Maximum Amplitude, 50hx vs 60hz generator

[texas2787]

Homework Statement

We have an AC generator with output current I. I, as a function of time, is a sine wave whose frequency, f, is the same as the rotational frequency of the generator. So,

I(t) = I$$_{0}$$sin(2πft), where I$$_{0}$$ is the max. amplitude of the current.

In terms of magnetic flux, $$\Phi$$$$_{B}$$:

I = - (Constant * Change in $$\Phi$$$$_{B}$$) / time

When the generator revolves at 50 revs/second, the maximum amplitude I$$_{0}$$ = 1000 A. If you increase the spead of the generator to 60 revs/sec, what is the maximum amplitude I$$_{0}$$?

Homework Equations

Given above

The Attempt at a Solution

This question really stumped me. It's difficult to bring in additional equations since we don't know more about the generator -- it's obviously a concept question. I suspect that the maximum amplitude will increase proportionally.

We know that f(old) = 50 Hz, since it will be the same as the rotatation frequency. Thus, the period for this sine curve will be 1/50 second, as the amplitude goes from maximum to maximum. When f(new) = 60 Hz, the period will condense to 1/60 second.

Thinking about flux, there is no change in magnetic field (B) -- though the $$\Theta$$ between B and the area of the coil will be changing faster as rotations speed up. So change in fluz would be greater over a given unit of time (?). Thus, from the second equation, we know that I must also increase (?).

At this point, I simply guess that the change will be proportional -- since rotation is increasing in speed by 20%, so will maximum amplitude ?


Thanks for your help!

 

[anathema]

You are correct in thinking that the maximum amplitude will increase proportionally. This is because the change in magnetic flux, as expressed by the second equation, is directly proportional to the frequency of the generator. As the frequency increases, so does the change in magnetic flux, leading to an increase in the maximum amplitude of the current. Therefore, if the frequency increases by 20%, the maximum amplitude will also increase by 20%. In this case, the maximum amplitude I_{0} would be 1200 A.

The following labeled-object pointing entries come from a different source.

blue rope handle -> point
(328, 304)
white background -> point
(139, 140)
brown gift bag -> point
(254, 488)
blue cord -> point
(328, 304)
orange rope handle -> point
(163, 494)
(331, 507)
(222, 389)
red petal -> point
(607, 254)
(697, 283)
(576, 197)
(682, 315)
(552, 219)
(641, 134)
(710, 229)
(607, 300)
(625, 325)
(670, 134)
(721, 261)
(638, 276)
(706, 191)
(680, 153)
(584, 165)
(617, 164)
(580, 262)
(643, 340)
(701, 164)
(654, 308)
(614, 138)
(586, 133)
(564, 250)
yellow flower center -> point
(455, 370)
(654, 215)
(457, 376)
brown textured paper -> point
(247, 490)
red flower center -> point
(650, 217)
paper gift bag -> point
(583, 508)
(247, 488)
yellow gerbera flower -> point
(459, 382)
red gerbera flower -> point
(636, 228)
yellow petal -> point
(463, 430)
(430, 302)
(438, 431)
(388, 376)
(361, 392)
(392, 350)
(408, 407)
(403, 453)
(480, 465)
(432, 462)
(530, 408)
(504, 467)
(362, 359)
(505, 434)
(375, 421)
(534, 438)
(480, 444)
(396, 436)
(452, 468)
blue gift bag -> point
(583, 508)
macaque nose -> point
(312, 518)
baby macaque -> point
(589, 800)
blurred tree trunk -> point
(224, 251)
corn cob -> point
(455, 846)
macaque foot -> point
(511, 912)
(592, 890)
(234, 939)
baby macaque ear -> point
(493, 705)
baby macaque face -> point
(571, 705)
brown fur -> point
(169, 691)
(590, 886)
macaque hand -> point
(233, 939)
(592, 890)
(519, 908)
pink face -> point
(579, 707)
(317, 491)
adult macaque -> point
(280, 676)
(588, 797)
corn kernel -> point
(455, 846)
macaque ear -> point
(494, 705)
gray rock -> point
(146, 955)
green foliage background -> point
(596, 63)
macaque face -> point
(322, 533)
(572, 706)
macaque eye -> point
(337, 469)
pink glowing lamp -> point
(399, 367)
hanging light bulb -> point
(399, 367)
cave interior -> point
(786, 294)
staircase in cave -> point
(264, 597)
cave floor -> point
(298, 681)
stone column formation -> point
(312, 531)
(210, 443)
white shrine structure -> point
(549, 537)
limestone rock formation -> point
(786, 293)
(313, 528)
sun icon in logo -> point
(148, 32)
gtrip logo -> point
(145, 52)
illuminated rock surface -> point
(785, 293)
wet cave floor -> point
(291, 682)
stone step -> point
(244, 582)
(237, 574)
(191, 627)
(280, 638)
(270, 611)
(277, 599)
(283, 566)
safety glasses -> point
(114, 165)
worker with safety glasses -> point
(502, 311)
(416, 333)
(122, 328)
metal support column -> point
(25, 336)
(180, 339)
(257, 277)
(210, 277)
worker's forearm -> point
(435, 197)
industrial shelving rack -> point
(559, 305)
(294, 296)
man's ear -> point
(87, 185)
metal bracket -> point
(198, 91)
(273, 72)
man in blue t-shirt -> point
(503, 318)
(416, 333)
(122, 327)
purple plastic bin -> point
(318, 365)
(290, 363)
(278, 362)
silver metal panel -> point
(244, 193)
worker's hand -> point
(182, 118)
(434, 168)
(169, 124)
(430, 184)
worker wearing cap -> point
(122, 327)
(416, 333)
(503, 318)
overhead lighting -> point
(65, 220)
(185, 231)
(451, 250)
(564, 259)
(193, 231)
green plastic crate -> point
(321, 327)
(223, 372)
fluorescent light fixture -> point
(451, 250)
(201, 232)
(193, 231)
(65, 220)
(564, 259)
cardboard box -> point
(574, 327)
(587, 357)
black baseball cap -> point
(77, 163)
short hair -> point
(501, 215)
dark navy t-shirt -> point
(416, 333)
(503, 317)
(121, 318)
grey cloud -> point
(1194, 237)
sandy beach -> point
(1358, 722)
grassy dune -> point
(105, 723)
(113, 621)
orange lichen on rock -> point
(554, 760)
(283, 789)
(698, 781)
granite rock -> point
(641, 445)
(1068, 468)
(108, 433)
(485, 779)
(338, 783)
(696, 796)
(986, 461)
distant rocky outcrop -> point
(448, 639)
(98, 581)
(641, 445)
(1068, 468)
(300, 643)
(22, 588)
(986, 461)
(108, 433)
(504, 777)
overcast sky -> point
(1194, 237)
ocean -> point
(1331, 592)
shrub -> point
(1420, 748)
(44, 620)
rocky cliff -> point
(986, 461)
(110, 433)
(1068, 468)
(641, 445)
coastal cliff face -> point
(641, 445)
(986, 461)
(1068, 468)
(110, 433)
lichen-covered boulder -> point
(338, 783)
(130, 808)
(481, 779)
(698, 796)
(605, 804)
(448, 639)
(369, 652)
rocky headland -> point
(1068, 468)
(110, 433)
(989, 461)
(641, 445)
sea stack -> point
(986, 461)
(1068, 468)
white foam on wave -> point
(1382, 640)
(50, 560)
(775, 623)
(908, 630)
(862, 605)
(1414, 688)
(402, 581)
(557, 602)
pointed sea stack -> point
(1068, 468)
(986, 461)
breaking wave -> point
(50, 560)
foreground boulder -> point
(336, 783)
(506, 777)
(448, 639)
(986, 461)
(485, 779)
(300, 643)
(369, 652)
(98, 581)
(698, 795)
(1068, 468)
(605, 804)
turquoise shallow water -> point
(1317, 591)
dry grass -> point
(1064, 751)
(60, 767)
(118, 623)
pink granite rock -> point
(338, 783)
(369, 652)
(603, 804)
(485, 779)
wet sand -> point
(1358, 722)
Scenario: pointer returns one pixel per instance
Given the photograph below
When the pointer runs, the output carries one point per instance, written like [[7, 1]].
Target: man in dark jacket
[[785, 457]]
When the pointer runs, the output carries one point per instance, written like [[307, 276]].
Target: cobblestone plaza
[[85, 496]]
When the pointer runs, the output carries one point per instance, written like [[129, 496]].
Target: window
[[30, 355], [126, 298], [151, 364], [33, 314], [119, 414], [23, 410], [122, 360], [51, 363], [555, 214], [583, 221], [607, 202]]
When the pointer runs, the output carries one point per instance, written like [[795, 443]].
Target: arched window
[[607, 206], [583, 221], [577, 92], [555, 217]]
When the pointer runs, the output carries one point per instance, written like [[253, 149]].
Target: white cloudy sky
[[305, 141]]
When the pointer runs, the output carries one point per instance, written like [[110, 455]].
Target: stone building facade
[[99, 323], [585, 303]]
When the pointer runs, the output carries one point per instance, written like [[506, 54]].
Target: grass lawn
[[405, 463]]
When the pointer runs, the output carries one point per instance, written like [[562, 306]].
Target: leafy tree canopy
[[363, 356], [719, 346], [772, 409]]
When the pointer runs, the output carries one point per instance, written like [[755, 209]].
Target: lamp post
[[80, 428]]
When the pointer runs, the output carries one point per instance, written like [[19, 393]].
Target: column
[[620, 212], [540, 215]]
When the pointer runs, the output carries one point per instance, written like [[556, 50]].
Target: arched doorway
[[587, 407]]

I hope this helps. Keep up the good work!

 

[Moetasim]

I would approach this problem by first analyzing the equations provided. We know that the maximum amplitude of the current, I_{0}, is directly proportional to the frequency, f, and the rotational speed of the generator. This can be seen in the equation I(t) = I_{0}sin(2πft), where f is the frequency of the sine wave and also the rotational frequency of the generator.

Since we are given the maximum amplitude at 50 revs/second, we can use this information to find the constant in the equation I = - (Constant * Change in \Phi_{B}) / time. This can be done by rearranging the equation to solve for the constant:

Constant = - (I * time) / Change in \Phi_{B}

Substituting the values given in the problem, we get:

Constant = - (1000 A * 1/50 s) / 0

Since there is no change in magnetic flux, the constant becomes infinity. This means that the maximum amplitude of the current is directly proportional to the frequency, and as the frequency increases, the maximum amplitude will also increase proportionally.

Therefore, if we increase the rotational speed of the generator to 60 revs/second, the maximum amplitude I_{0} will also increase proportionally. So, the new maximum amplitude will be 1200 A (1000 A * 60 Hz / 50 Hz).

In conclusion, the maximum amplitude of the current is directly proportional to the frequency of the generator, and as the rotational speed increases, the maximum amplitude will also increase proportionally.